Tutte le opere presenti in rassegna – così come quelle che ci sono pervenute, ma che per motivi di tempo non saranno proiettate – sono visibilmente permeate di entusiasmo, di sapienza, di padronanza tecnica e linguistica, e se, com’è, possono apparire imperfette allo spettatore occasionale, è solo a causa delle non illimitate risorse economiche e tecnologiche a disposizione delle scuole che le hanno prodotte. La loro imperfezione, insomma, non può di certo essere imputata al lavoro approssimativo dei docenti o alla poca passione in esse investita dai loro giovani autori. Già, perché in Italia, a parte pochissime eccezioni non sempre degne di lode, le scuole di cinema sono strutture indipendenti e private, arditamente tese verso la folle e molteplice mission di formare professionisti, diffondere la cultura del cinema e, al contempo, tenere in vita un mercato che ruota attorno ad una merce, la formazione alle arti ed ai mestieri del cinema, che in Italia è ora un bene di lusso ma che, in una società evoluta, andrebbe assimilata all’istruzione di alto livello e pertanto considerata un bene irrinunciabile.
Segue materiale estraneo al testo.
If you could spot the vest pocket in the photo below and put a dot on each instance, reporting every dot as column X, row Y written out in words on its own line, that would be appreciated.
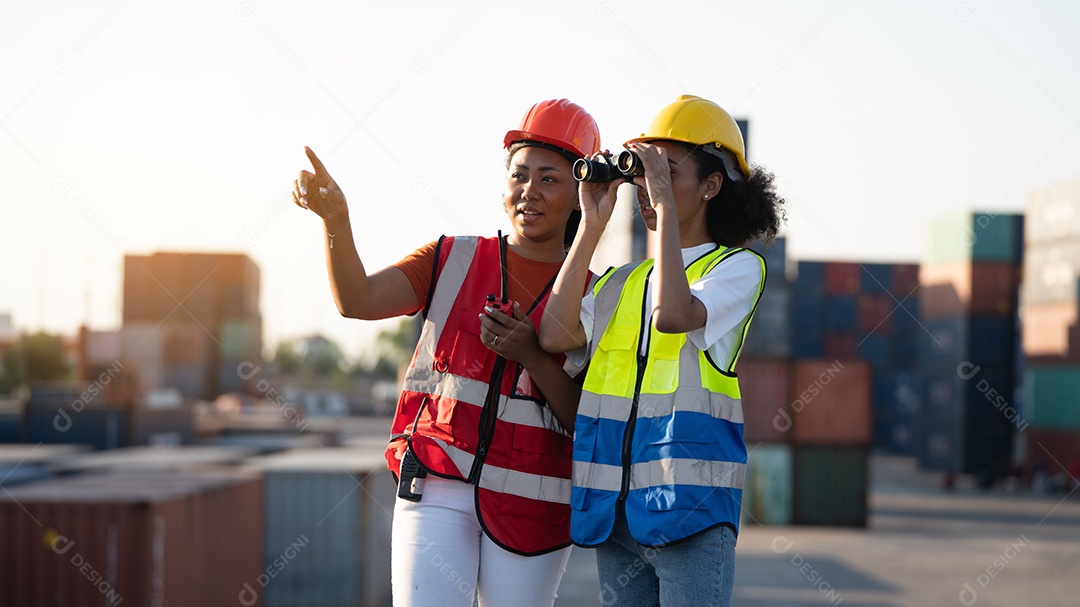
column 611, row 371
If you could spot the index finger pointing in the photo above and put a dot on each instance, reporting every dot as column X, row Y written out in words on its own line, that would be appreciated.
column 318, row 164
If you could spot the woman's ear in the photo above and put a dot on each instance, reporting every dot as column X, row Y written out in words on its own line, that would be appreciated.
column 712, row 186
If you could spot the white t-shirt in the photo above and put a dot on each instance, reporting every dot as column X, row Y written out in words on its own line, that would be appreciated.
column 727, row 292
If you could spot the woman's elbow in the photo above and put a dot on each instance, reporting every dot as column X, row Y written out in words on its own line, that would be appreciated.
column 669, row 323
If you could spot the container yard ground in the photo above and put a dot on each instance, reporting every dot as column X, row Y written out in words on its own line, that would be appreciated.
column 923, row 547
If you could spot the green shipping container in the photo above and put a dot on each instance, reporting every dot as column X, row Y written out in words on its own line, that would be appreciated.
column 975, row 237
column 1052, row 398
column 241, row 338
column 767, row 493
column 831, row 486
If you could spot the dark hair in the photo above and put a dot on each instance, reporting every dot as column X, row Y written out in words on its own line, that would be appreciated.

Nella patria di Pastrone (l’inventore, diciamolo, del blockbuster), di De Sica, Rossellini e Fellini, ci si lamenta da tempo immemore di un cinema nazionale debole ed ansimante, e da più parti si biasimano le errate politiche statali sulla cinematografia. Produttori ed autori levano le voci per chiedere più attenzione e più denaro ed il termine di paragone, nei discorsi tra gli studenti così come nei consigli di amministrazione delle case di produzione, è l’industria cinematografica statunitense. Ci si dimentica quasi sempre però di riflettere sulla formazione.

Negli Stati Uniti esiste, è vero, un’industria efficiente (e crudele) che crea arte e ricchezza, ma quest’industria arruola cineasti che prima di mettere piede in uno studio anche solo come interni non pagati possiedono già una formazione solidissima, acquisita nelle organizzatissime scuole di cinema della West Coast e nelle prestigiose accademie dell’East Coast.
Gli storici del cinema sono concordi nell’affermare che negli anni ’70 Hollywood fu salvata dai Movie Brats, i primi autori spudoratamente autoconsapevoli del cinema americano. Ebbene, costoro – alcuni dei quali rispondono ai nomi di Martin Scorsese (Master of Fine Arts presso la NYU’s Tisch School of the Arts), Francis Ford Coppola (M.F.A. in film directing conseguito alla UCLA Film School), John Milius, George Lucas (entrambi ex studenti alla University of Southern California School of Cinema-Television), Brian De Palma (Sarah Lawrence College) – arrivarono alla regia di opere commerciali dopo aver sgobbato sui banchi, sui set, e nelle sale di montaggio delle scuole di cinema.
Possiamo, poi, non trarre delle conclusioni interessanti dopo aver constatato che cineasti importantissimi e così diversi tra loro quali il roboante John McTiernan, l’oscuro David Lynch, il filosofico Terrence Malick, il tormentato Paul Schrader, l’integrato Edward Zwick, il magistrale Janusz Kamiński, il cult delle nuove generazioni Darren Aronofsky, il discontinuo Martin Brest e l’unica donna al modo ad aver diretto almeno un paio di Blockbuster, Mimi Leder, si siano tutti diplomati presso lo stesso istituto di istruzione cinematografica avanzata (l’AFI Conservatory)? No, non possiamo. Quel che possiamo, invece, è augurarci, per il bene del nostro cinema, che in Italia si investa di più nella formazione cinematografica, magari riconoscendo il ruolo di quei centri di formazione cine-televisiva che già da tempo operano sul campo ottenendo risultati.